Puisi-puisi Norman Erikson Pasaribu dan Pentingnya Keragaman dalam Sastra Indonesia



Judul : Sergius Mencari Bacchus
Penulis : Norman Erikson Pasaribu
Penerbit : Gramedia Pustaka Utama
Ilustrator, Disain Sampul, Tata Letak : Leopold A. Surya Indrawan


Keragaman dalam Sastra Indonesia, khususnya puisi sulit terwujud jika penulisnya itu-itu lagi. Ini mengacu pada panyair laki-laki heteroseksual yang nama-namanya mendominasi jagat sastra kita. Iya, benar dominasi ini sedikit berkurang dengan munculnya banyak nama perempuan beberapa tahun belakangan ini. Namun, perjalanan untuk memperkaya keragaman Sastra Indonesia masih panjang dan harus terus dilakukan.

Memambah keragaman sastra bukan hanya dengan menambah karya dari penulis perempuan. Dunia tidaklah biner, bukan hanya ada laki-laki dan perempuan. Sejak zaman nenek moyang kita, ada spektrum gender yang nonbiner. Sergius Mencari Bacchus karya Norman Erikson Pasaribu menambah kekayaan Sastra Indonesia dari sisi nonbiner tersebut.

Buku ini memenangkan Sayembara Manuskrip Buku Puisi Dewan Kesenian Jakarta (DKJ) pada 2015. Setelah sayembara ini vakum selama 14 tahun, tim juri penyair Joko Pinurbo, penyair dan novelis Oka Rusmini, serta kritikus sastra Mikael Johani, memilih tiga pemenang yang tidak biasa. Ada dua penulis perempuan, yaitu Pemenang II Ni Made Purnama Sari dengan Kawitan dan Pemenang III Cyntha Hariadi dengan naskah berjudul Ibu Mendulang Anak Berlari.

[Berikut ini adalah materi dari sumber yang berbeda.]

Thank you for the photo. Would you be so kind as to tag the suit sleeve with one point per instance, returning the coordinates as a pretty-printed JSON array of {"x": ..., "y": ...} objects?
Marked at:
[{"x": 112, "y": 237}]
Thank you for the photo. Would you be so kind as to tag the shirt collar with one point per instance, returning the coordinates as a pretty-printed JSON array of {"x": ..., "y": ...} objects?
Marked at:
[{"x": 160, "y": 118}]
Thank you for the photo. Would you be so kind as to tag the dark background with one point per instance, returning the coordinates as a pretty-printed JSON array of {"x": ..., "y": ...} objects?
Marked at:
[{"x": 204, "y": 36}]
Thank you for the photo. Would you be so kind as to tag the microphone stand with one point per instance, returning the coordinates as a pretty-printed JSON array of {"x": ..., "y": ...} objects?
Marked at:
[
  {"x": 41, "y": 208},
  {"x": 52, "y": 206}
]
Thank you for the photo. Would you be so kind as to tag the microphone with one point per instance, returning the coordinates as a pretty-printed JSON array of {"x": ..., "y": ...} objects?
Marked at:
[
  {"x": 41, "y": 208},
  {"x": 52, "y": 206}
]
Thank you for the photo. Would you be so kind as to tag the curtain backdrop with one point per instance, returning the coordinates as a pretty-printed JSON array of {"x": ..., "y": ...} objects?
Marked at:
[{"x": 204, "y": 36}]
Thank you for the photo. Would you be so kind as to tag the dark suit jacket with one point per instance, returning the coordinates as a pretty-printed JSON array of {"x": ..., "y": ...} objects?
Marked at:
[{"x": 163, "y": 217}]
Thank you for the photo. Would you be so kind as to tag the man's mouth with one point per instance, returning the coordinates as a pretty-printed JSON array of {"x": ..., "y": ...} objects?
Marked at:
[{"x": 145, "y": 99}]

Sergius Mencari Bacchus yang berisi 33 puisi merupakan Pemenang I yang juga tidak biasa. Bukan hanya dari penulisnya yang merupakan minoritas seksual, tapi juga dari karya-karya yang ditampilkan.

Identitas gender Norman tentunya memberikan warna yang tidak biasa dalam karya-karya yang ditampilkannya. Sebagai minoritas, dia memberikan cara pandang baru yang jarang kita jumpai dalam karya Sastra Indonesia.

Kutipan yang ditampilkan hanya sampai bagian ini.